Ancora oggi accade, però i crimini commessi da Israele sono così plateali che il movimento di solidarietà con la causa palestinese si è arricchito di sempre più voci. E finalmente ora si scende anche nelle piazze per chiedere la pace, il cessate il fuoco, la fine dell’occupazione illegale e il riconoscimento dello Stato di Palestina.
È chiaro l’appoggio e l’apporto di Usa, Ue e Nato ai sionisti nella loro opera contro il popolo palestinese, cosa questa che si riflette anche negli enormi interessi economici, finanziari e accademici che Israele vanta nel nostro paese. Quali sono le tue considerazioni rispetto al ruolo del governo Meloni nel garantire questi interessi e nel supportare attivamente il progetto e l’azione sionista in Palestina?
Oggi anche il silenzio è complicità. Da mesi sosteniamo a gran voce che il governo italiano non può girarsi dall’altro lato rispetto al massacro che l’esercito israeliano sta compiendo ai danni della popolazione di Gaza e abbiamo ripetutamente chiesto che la Presidente Meloni e il Ministro Tajani prendessero una posizione forte e chiara, inequivocabile, contro i crimini e le violazioni del diritto internazionale commessi da Netanyahu. Ma le parole di ferma condanna che aspettavamo non sono mai arrivate.
In questi giorni abbiamo appreso che un cittadino di Gaza, l’avvocato Salahaldin, a cui alla fine del 2023 sono stati uccisi ben sei familiari e che ha perso tutto ciò che aveva a causa dei raid israeliani al fosforo bianco, ha intentato una causa al governo italiano per corresponsabilità civile e complicità nelle violazioni di diritti umani consumate dalle autorità israeliane a Gaza. Attendiamo la risposta del tribunale di Roma, quel che è certo è che non è più tempo per i silenzi perché ogni silenzio oggi pesa come un macigno.
La terza guerra mondiale è già in atto: la strage del 22 marzo al Crocus City Hall di Mosca ha imposto un balzo nella spirale della guerra. Che riflessioni fai della situazione attuale, della guerra, la sua tendenza e le sue ricadute?
È chiaro che la strategia militare adottata finora si è rivelata completamente fallimentare e ci sta portando a una escalation su cui da tempo cerchiamo di mettere in guardia.

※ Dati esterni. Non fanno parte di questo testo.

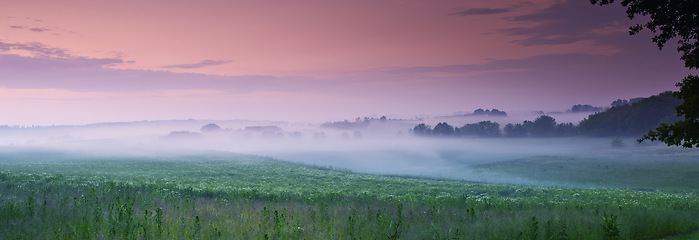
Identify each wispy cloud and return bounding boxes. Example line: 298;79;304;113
29;27;50;32
502;0;626;46
9;25;51;33
0;54;280;92
0;40;71;58
453;8;511;16
162;59;233;69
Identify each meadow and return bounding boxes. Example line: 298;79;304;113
1;149;699;239
475;143;699;192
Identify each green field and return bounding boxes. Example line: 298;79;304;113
476;152;699;192
1;149;698;239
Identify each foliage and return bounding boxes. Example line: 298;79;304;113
460;121;501;137
200;123;221;132
433;122;456;136
611;98;642;108
199;123;221;132
473;109;508;117
321;119;370;130
640;76;699;147
504;123;527;137
503;116;576;138
592;0;699;147
611;137;625;147
555;122;579;137
570;104;605;113
412;123;432;136
477;153;699;192
412;121;501;137
531;115;557;137
579;92;682;137
602;214;621;240
1;152;699;239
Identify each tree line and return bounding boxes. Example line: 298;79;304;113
412;115;577;138
578;91;682;137
413;91;681;138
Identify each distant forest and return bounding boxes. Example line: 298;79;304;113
412;91;682;138
578;91;682;137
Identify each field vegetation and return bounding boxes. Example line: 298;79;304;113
477;154;699;192
1;149;698;239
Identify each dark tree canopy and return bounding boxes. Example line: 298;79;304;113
570;104;603;113
579;91;682;137
472;108;507;117
555;122;578;137
200;123;221;132
640;76;699;147
433;122;456;136
593;0;699;147
412;123;432;136
460;121;501;137
504;123;527;137
611;97;643;107
531;115;556;137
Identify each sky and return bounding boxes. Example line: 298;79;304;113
1;0;696;125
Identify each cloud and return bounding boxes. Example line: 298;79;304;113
8;25;51;33
502;0;628;46
0;54;294;93
29;27;51;32
0;40;71;58
162;59;233;69
453;8;511;16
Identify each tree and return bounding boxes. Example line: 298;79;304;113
412;123;432;136
460;121;501;137
554;122;578;137
200;123;221;132
477;121;501;137
578;91;682;137
433;122;455;136
530;115;556;137
489;109;508;117
639;76;699;147
504;123;527;137
570;104;604;113
592;0;699;147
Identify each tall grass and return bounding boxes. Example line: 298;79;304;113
1;153;698;239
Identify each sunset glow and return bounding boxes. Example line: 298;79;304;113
1;0;695;125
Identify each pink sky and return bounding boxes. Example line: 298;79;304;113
0;0;696;125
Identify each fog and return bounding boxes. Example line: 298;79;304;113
1;116;697;188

Gli sforzi diplomatici per la pace oggi devono essere centrali, perché bisogna rimediare a tutti gli errori che sono stati fatti. Il nostro paese ha conosciuto la guerra, sa cosa significa e quanta morte e distruzione porta con sé. Dobbiamo assolutamente scongiurare il rischio di una terza guerra mondiale.

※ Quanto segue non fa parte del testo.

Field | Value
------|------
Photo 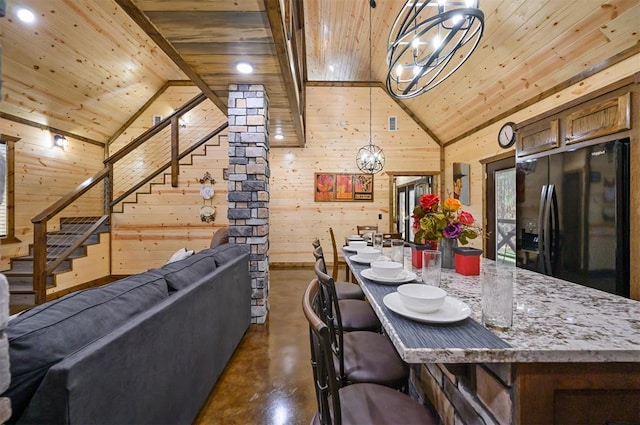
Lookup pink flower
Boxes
[458,211,475,225]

Anche il nostro paese è in guerra, come ben dimostrano le missioni militari italiane nel Mar Rosso dove la velina dello “a scopo difensivo” non regge. In parlamento, il M5s ha presentato una mozione per dare una parvenza di pacifismo ed equidistanza al ruolo dell’Italia nell’operazione salvo poi sostenere queste misure. C’è dibattito dentro e intorno al M5s sulla questione? La pace e il rispetto della Costituzione sono da sempre valori fondanti del M5s, come spieghi questa votazione?
Il Movimento 5 Stelle è compatto per la pace e per il rispetto della Costituzione, senza alcun dubbio. Il sì alla missione Aspides è condizionato a una missione che sia solo difensiva e a patto di un aggiornamento costante del parlamento.
Se il clima dovesse mutare, valuteremo di conseguenza.